When a cache read "miss" occurs, that is, when the datum or instruction requested by the CPU is not in the cache memory, the cache memory must retrieve the datum or instruction from the main memory. To do so, typically the entire block frame of data or instructions including the requested datum or instruction is retrieved, and the CPU idles until the entire block frame retrieval is completed. Many other cache performance problems and improvement techniques exist, the reader being referred to, for example, J. L. Hennessy and D. A. Patterson, Computer Architecture--A Quantitative Approach, pp. 454-61, (Morgan Kaufmann, 1990).
More recently, computer systems having multiple processors have become common, directed to increasing processing speed. In a multiple processor system, some or all of the several processors may simultaneously attempt to access the block frames stored in the cache, either for read or write purposes, and directing that data be routed to or from any of various input/output (I/O) devices. In a multiple processor (MP) system, proper system operation depends on maintaining proper correspondence of data stored in the cache with the corresponding processor, where any of several processors may access and alter cache-stored data. Correspondence of data to the proper processor is termed "cache consistency".
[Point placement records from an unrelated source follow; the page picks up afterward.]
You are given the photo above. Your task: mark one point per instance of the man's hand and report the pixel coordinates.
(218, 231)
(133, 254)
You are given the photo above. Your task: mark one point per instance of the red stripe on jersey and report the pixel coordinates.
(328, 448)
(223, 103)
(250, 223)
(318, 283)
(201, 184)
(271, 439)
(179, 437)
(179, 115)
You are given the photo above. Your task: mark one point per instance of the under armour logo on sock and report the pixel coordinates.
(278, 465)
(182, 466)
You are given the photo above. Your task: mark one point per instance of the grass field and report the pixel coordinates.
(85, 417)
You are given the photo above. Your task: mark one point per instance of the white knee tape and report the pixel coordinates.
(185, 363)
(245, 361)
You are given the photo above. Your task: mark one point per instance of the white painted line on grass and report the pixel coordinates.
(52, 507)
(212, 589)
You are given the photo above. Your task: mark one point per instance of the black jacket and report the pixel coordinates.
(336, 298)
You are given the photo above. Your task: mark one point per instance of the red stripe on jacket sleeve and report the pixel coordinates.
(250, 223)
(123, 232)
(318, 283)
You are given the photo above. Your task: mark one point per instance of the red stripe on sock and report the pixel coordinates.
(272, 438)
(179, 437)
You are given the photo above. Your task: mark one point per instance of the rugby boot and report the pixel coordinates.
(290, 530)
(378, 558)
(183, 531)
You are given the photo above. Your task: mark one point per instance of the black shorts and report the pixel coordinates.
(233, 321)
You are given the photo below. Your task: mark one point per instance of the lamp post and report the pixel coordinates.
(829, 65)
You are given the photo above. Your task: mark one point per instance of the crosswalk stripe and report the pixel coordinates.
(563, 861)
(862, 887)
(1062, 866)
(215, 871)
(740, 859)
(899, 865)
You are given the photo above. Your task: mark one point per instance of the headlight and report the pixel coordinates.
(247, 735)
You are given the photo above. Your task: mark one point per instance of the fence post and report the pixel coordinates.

Previously, cache consistency in MP systems typically has been guaranteed by providing a duplicate copy of the cache directory. The duplicate directory is normally used to enable a processor on a bus interconnected to multiple processors to access information in the duplicate of the cache directory during a snoop operation without requiring access to the cache directory itself. However, with increasing cache size and, thus, increasing cache directory size, maintaining a duplicate copy of the directory can become costly in terms of actual cost and performance of the computer system.
Thus, it is desirable to provide a new approach for controlling a cache memory structure to maintain cache consistency in a computer system having multiple processors issuing multiple outstanding read and write operations in an overlapping, substantially contemporaneous fashion. It is particularly desirable if cache miss penalties are thereby reduced. It is also desirable if the hardware requirements necessary to implement the cache controller and associated control registers can be minimized.
As will be described in the following detailed description, these objects and desired results are among the objects and desired results of the present invention which overcomes the disadvantages of the prior art, and provides methods and cache memory controller for implementing a cache memory system for fetching data for a multiple-CPU computer system. The present invention reduces SRAM-intensive cache structures, while maintaining data consistency between caches and CPUs.